I've been getting in too deep again. I wrote about them for a little project, and I thought it would be OK this time. I thought I'd move on quick, pretty well unscathed. But Ted and Sylvia always get me. Before I know it I'm listening to him read Lovesong over and over on youtube. I have a compulsion. It's the spider bite smiles, the promises that take off the top of his skull which the lover makes into a brooch, the heads like halves of lopped melons. It's Ted's voice free from any finalising tone, just stopping in the air, at the last line: In the morning they wore each other's face. I had to find the antidote to this heart-wrench.


So from lopped melons to moon-whales. I went to the children's section of the Poetry Library and took out a copy of Ted's Moon-Whales to pull myself out of the myth and just be a kid who likes words and weird things. I also wanted to look at some pictures. I picked out the version that is illustrated by Chris Riddell. His artwork is so distinctive and immediately takes me back to me being the dorkiest of kids, nicking The Edge Chronicles that were ostensibly bought for my brothers, my favourite being the Twig trilogy. His full-page Moon-Whales illustrations that spread out and into Ted's poems are rather moon-magnificent.


Who couldn't escape from an overwrought Ted rut reading about a Moon-Haggis with its 'crazy/Cruel hiccup'? Precisely. There is a moon counterpart to everything. Moon-flowers, moon-weather, moon-illnesses, moon-witches. Everything a kid can see and hear and feel and imagine. The Moon-Hyena shrieks 'laughter of dark hell,/Mad laughter of a skull'; it is wild and a little scary 'yet it is so full of love and joy that sing it must, or bust'. Interestingly, John Burnside wrote that his totem animal is the hyena only this week. Ted's totem has come to be the fox, though I think he has much more of the badger about him.

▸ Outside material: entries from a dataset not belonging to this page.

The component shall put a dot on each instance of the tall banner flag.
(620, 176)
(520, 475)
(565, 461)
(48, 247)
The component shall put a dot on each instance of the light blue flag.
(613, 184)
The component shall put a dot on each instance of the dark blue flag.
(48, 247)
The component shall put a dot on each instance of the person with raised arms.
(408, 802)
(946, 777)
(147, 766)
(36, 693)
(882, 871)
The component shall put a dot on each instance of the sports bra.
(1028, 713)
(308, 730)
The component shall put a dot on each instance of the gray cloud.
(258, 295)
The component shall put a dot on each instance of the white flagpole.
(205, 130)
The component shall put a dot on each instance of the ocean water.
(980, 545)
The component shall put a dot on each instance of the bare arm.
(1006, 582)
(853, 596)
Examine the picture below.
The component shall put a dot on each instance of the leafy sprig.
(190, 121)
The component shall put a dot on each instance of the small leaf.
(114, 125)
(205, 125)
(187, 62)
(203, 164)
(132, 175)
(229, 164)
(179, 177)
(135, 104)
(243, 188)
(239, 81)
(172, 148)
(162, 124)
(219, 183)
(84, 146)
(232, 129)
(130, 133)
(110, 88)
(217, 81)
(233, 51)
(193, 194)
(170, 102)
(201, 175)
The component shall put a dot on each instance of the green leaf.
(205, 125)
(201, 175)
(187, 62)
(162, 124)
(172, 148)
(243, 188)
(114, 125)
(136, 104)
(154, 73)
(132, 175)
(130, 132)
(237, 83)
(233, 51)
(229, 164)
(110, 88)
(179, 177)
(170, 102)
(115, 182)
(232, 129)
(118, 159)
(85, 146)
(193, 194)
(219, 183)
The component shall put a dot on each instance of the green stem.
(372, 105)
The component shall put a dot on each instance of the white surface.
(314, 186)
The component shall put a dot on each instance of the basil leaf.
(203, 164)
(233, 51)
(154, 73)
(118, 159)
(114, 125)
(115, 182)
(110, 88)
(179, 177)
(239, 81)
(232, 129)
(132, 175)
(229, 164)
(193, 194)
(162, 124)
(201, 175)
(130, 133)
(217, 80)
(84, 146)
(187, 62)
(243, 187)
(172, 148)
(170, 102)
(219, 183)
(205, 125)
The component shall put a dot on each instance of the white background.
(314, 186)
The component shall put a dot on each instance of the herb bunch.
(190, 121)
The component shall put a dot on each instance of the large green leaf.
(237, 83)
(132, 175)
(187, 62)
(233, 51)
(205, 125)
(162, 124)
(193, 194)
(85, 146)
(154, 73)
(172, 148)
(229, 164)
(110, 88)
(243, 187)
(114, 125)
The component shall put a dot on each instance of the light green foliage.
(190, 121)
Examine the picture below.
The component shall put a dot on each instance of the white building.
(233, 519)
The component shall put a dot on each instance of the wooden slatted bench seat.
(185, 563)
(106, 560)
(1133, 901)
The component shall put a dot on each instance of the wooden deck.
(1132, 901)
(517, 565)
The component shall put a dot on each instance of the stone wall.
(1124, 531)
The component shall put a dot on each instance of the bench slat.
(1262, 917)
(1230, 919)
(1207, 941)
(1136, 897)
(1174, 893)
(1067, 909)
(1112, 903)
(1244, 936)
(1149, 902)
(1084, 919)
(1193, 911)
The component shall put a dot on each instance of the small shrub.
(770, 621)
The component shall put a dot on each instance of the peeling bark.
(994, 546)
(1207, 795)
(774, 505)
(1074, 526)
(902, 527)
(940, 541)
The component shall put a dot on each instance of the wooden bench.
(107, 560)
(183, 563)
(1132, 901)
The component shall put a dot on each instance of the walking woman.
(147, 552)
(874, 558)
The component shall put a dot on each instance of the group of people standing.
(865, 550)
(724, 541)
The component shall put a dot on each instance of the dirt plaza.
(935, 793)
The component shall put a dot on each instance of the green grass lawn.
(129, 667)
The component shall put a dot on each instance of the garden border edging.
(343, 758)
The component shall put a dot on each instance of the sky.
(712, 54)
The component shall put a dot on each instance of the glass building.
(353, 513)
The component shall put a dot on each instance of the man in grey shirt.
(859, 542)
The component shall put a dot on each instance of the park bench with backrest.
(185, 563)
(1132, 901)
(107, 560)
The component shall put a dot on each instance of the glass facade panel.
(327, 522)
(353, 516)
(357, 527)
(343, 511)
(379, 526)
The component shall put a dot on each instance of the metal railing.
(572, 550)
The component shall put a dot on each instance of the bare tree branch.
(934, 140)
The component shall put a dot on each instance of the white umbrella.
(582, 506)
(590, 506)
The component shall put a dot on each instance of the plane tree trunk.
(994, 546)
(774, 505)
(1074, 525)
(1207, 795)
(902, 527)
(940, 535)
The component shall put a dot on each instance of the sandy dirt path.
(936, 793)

Moon-Whales is all about horrors. Perhaps not quite the antidote I foresaw. But Ted forces these horrors into rhymes, into songs. They don't all have happy endings but they are undauntedly, unwaveringly curious and quick, celebrating the odd and fantastical. The world is seen through a moon-mirror. It is dark and mad and funny and peculiar. It is not just for children. 

4 comments:

Ma said...

Well, who knew you read the Edge Chronicles? I never did. They were always, in my mind, N's books.

Anna said...

Nope, devoured the lot. Bookthief by nature. Rip-roaring reads.

mike said...

I love the pictures - Chris Riddell has done even better here than in the Edge stuff.

For some reason I always thought that Hughes's totem anaimal would be a crow - why did I get that wrong?

EPSibley said...

Well, he wrote the crow poems, in which the crow is like a metaphor for all his personal demons and buried feelings, so I guess it could well be seen as his totem. But The Thought Fox is such a prominent Ted poem that I think the fox has now become kind of synonymous with him. But yeah, great pictures!